E tu, Michael con quella tuta rossa a fare da super eroe contro “cattivi” di quella squadra di brutti ceffi. Anni di vittorie belle e meritevoli come quella pazzesca in pit lane a Silverstone ’98 o a Imola nel ’99, e io crescevo sempre di più con il sorriso e quel volto limpido e bonario di quel ragazzone tedesco, che alla fine era simpatico, non come molti addetti dell’epoca che lo accusavano, a volte, di essere un pilota che non s’impegnava al massimo.

Poi arrivò quel maledetto giorno di luglio 1999, Silverstone. Come non ricordare quel triste giorno quando ti vidi lì, con la tua monoposto rossa fiammante, conficcata in quel groviglio di gomme e lamiere. Sembrava finita, i “cattivi” avevano vinto di nuovo, neanche quel simpatico ragazzo scanzonato del tuo compagno di squadra riuscì a rompere quel maleficio che sembrava non spezzarsi.

Il nuovo millennio, nuove sfide, vecchi avversari. Però no! Quest’anno deve essere l’anno giusto! È quello che sentivo e leggevo dai giornali e dalle tv all’epoca, e la speranza cresceva, cresceva e aumentava sempre di più in quei mesi, come una nuova vita che prendeva sempre di più forma nel grembo di mia madre.

E poi arrivò, eccome se arrivò: Suzuka, 8 ottobre 2000, quella che poi diventerà celebre come “l’alba rossa”; ce l’avevi fatta, Michael, il sogno si era realizzato, vincere il mondiale con la Ferrari, riportare come disse in telecronaca il buon commentatore Rai, Gianfranco Mazzoni: “i colori dell’arcobaleno tornano sulle insegne del Cavallino Rampante” e via di lacrime, lacrime di un bambino ormai diventato ragazzino di quasi 12 anni, che piangeva davanti a quella tv; e pensa tu tutti quei ferraristi più navigati che avevano vissuto tutti e ventuno anni di digiuno Ferrari, che gioia, che ricordo bellissimo.

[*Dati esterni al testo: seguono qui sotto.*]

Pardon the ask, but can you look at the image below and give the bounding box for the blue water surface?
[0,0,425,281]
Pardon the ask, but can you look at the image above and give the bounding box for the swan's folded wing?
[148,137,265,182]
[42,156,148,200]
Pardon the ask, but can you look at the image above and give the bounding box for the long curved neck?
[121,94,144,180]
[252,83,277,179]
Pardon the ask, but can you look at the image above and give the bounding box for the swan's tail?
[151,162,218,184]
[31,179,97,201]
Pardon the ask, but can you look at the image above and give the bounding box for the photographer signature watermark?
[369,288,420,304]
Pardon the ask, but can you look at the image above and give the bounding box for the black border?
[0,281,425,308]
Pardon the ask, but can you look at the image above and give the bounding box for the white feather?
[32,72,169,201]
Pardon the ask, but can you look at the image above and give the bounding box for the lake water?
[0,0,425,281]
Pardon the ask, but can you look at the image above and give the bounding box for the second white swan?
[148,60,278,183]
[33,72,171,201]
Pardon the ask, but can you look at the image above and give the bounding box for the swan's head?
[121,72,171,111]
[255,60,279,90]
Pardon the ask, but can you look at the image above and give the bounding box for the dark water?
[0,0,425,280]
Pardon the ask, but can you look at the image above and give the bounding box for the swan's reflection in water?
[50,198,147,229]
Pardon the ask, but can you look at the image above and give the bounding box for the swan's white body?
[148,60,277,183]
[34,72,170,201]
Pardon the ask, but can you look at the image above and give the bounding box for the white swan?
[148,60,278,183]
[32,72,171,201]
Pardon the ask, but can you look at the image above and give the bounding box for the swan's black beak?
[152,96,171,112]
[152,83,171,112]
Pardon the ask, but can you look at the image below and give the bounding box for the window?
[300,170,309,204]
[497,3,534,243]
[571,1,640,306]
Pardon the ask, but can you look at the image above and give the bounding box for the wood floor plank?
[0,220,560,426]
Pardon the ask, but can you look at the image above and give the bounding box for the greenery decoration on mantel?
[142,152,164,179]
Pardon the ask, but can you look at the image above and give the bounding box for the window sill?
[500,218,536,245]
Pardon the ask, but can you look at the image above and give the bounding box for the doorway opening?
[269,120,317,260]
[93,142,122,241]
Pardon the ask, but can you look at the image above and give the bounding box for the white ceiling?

Quanti sorrisi in quegli anni, quante vittorie, quanti abbracci su quel podio con quel tuo amico e capo che ricordava tanto un noto personaggio comico della televisione italiana. Ma tu, Michael restavi sempre quel ragazzo simpatico, quel super eroe per noi ragazzini ferraristi dell’epoca che si erano innamorati delle tue gesta e delle tue vittorie con il Cavallino. Quanto mi manchi Michael, quanto mi manca vederti, sentirti, non avrò mai il piacere di scattarmi una foto con te o semplicemente di farmi autografare il tuo cappellino che custodisco gelosamente.

Grazie a te mi sono innamorato della Formula 1 e sono diventato un ferrarista che, ancora oggi conserva intatta la gioia e la passione di quel bambino che quella domenica pomeriggio d’ottobre, era seduto davanti alla tv. Ti vorrò per sempre bene Michael, sarò per sempre un tuo tifoso e le tue gesta saranno tramandate ai miei figli, se un giorno avrò la fortuna di raccontare di te a loro.

Buon compleanno Michael. Continua a lottare. Motorsport Clan.